EATX isn't quite an official standard. Different manufacturers have slightly different ideas about their "standard" EATX dimensions. An EATX board is basically longer in one dimension, it sticks "down" a little further when mounted (sideways) in a standard tower/chassis configuration, mostly to provide enough extra onboard space for one or two extra PCIe/PCI card slot(s). A tower/chassis which isn't tall enough won't have enough (internal) room for the mobo and the PSU together.
"3D" could mean lots of things and I'm unfamiliar with Photogram. So I can't say whether they'll leverage GPU or CPU better. An 18C/36T i9 CPU will cost as much as a lesser CPU plus a pair of 1080Ti GPU cards. If your 3D work is heavily GPU-based, or runs a lot of CUDAs and PhysX and FP32 then more GPU will be smarter than more CPU. To be honest, I think 18C/36T is almost unuseable unless running a ton of simultaneous VMs ... but then again, that's what I used to think about once-mighty 8C/16T and it didn't take very long to learn that I want/need even more.
128GB of DDR4 will populate 8 (already doubled up) DIMM slots at maximum capacity, a heavy load on the CPU iMCs. And it'll be hard to maintain stable (DDR4/XMP) overclock on an iMC which services so many cores and caches. I'm not sure what the exact specs are, but the i9 won't natively support non-JEDEC DDR4-3000, it'll more likely be JEDEC DDR4-2400 or -2667. The advantage of X299 HEDT is quad-channel memory bandwidth, which multiplies still further at higher memory frequencies ... if your work is heavily RAM intensive then you might actually need to tradeoff more CPU cores vs faster (overclocked) DDR4, the simpler CPU parts will tend to run memories at higher frequencies than the complex CPU parts can, plus the simpler CPU parts tend to have faster clocks.

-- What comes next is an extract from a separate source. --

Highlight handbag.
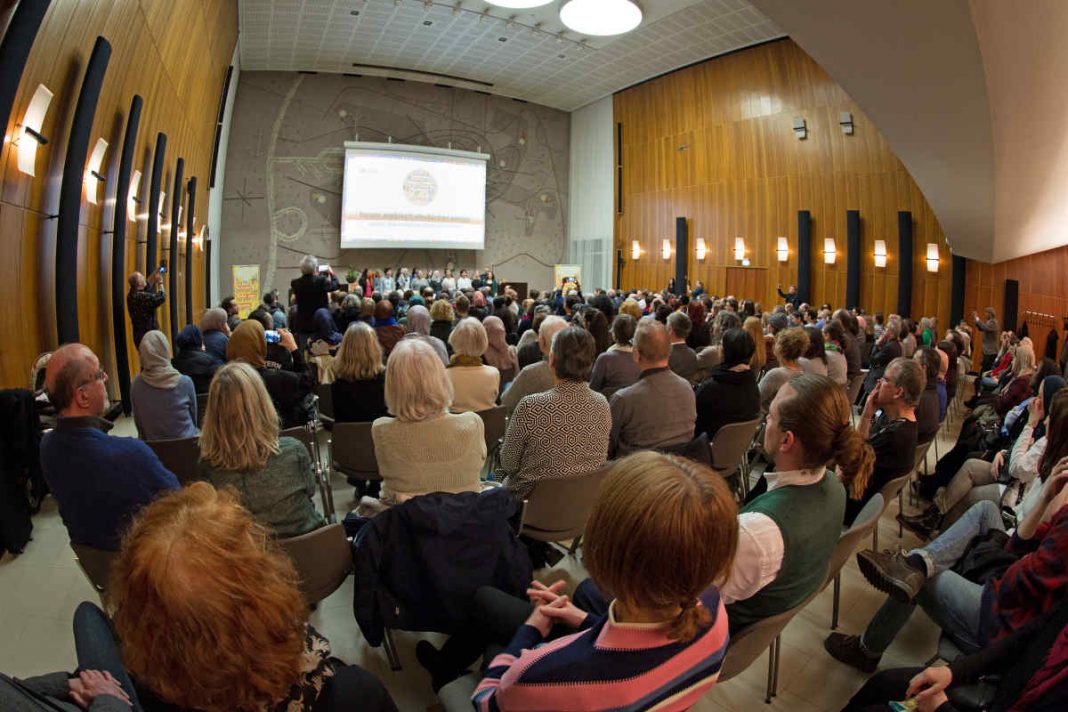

Rampage and Strix (and other ROG-branded mobos) provide a whole lot of features ... added cost, added complexity, reduced stability, diminished system performances (unless overclocking and stuff, lol). I'm not bashing ROG mobos at all - my "workstation" is built off one - but I am saying they're not the best choice for everyone and there's no sense paying more for a ton of bling and features if you have no intention of using them - an ASUS PRIME or -WS mobo is a more compelling and reliable choice for many professionals. A Xeon-based platform is also a more compelling price, not as exciting (though you might be surprised by what's being offered) but much more thoroughly documented and supported and reliable and *capable* at doing real hard computing work than consumer-based platforms ... and at comparable prices to X299/i9.